My budget for the project was zero. It came out of pocket or from whatever I could scrounge in material and labor from campus cohorts. On completion of the installation, I reported to the General Manager that we were ready for Proof of Performance inspection and was refused the use of a consultant engineer. So I did it myself and did the needed FCC paper work for licensing. So help me, I didn't cheat. The rig passed with flying colors and in living color, too. Thus, WUFT was for the first time a full power, 100 KW TV station.

My only comment from the General Manager was, "Rollo, a university has no business with a full power TV station." While I consider this the climax of my accomplishments, under the same circumstances I probably would NOT do it again.
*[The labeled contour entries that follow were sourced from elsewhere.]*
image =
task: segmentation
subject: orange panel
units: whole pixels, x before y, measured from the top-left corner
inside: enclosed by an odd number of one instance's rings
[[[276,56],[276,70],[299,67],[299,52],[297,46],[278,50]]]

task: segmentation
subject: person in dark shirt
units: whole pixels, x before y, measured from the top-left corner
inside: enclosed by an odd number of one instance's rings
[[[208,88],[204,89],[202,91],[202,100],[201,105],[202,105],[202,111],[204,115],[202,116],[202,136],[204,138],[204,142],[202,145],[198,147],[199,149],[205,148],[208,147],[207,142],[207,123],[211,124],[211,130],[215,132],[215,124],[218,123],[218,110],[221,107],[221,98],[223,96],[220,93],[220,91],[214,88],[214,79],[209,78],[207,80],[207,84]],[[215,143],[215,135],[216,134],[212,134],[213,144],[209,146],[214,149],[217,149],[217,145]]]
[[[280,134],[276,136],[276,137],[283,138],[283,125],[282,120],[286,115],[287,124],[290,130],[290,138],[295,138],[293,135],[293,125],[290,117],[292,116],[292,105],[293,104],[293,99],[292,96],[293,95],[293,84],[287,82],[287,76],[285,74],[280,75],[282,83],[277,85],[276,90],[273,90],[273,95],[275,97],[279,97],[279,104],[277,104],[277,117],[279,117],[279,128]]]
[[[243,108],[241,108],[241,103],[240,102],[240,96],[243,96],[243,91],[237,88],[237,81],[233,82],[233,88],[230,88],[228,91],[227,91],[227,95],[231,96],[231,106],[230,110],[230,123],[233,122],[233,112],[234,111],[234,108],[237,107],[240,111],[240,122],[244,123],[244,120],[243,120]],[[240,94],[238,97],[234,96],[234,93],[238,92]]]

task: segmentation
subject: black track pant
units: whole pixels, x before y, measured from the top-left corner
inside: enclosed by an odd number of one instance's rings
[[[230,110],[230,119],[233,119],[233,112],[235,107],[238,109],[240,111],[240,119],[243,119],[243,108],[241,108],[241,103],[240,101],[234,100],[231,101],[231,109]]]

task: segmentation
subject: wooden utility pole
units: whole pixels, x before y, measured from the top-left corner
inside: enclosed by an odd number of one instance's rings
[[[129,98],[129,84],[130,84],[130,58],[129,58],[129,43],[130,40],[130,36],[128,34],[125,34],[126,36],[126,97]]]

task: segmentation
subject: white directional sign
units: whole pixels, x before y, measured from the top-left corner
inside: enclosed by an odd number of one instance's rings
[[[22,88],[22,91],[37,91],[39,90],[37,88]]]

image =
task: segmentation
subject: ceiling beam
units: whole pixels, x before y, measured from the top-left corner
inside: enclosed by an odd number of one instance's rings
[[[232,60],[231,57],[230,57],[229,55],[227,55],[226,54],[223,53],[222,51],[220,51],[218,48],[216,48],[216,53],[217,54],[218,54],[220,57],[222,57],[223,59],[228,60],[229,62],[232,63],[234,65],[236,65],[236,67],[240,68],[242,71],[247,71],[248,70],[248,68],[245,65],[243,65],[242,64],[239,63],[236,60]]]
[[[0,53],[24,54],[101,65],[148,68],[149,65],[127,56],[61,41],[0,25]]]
Or, at the very least, I would insist on repayment for my Chicago hotel bill. I might also insist that the university wheels override our manager's refusal to write WBBM's management a letter of acceptance and thanks so they could obtain a tax deduction.

So, in 1980, after twenty-two years with WUFT, four assignments and relinquishments as "Engineering Manager," with never being given the authority to manage anything, I became eligible for early retirement. I jumped at the life saving opportunity. Under the same circumstances, I'd probably do it again. The past eight years have been the best of my life.

Our suggested agendas for these treatises doesn't include a request for advice to our younger followers. So, in my typical contrary manner I'll give advice anyhow. It's simple: Get that piece of paper! A college degree, in the eyes of a prospective employer, is worth a lifetime of hard experience. You'll stumble into the experience as you muddle along. But it's doubtful you'll stumble into the degree.

In my case, the difference, over the years, has probably amounted to half a million dollars. You may, like me, end up with a clear conscience and an internal feeling of great accomplishment; however, it won't show to anybody except those with persistence enough to read reports like this one.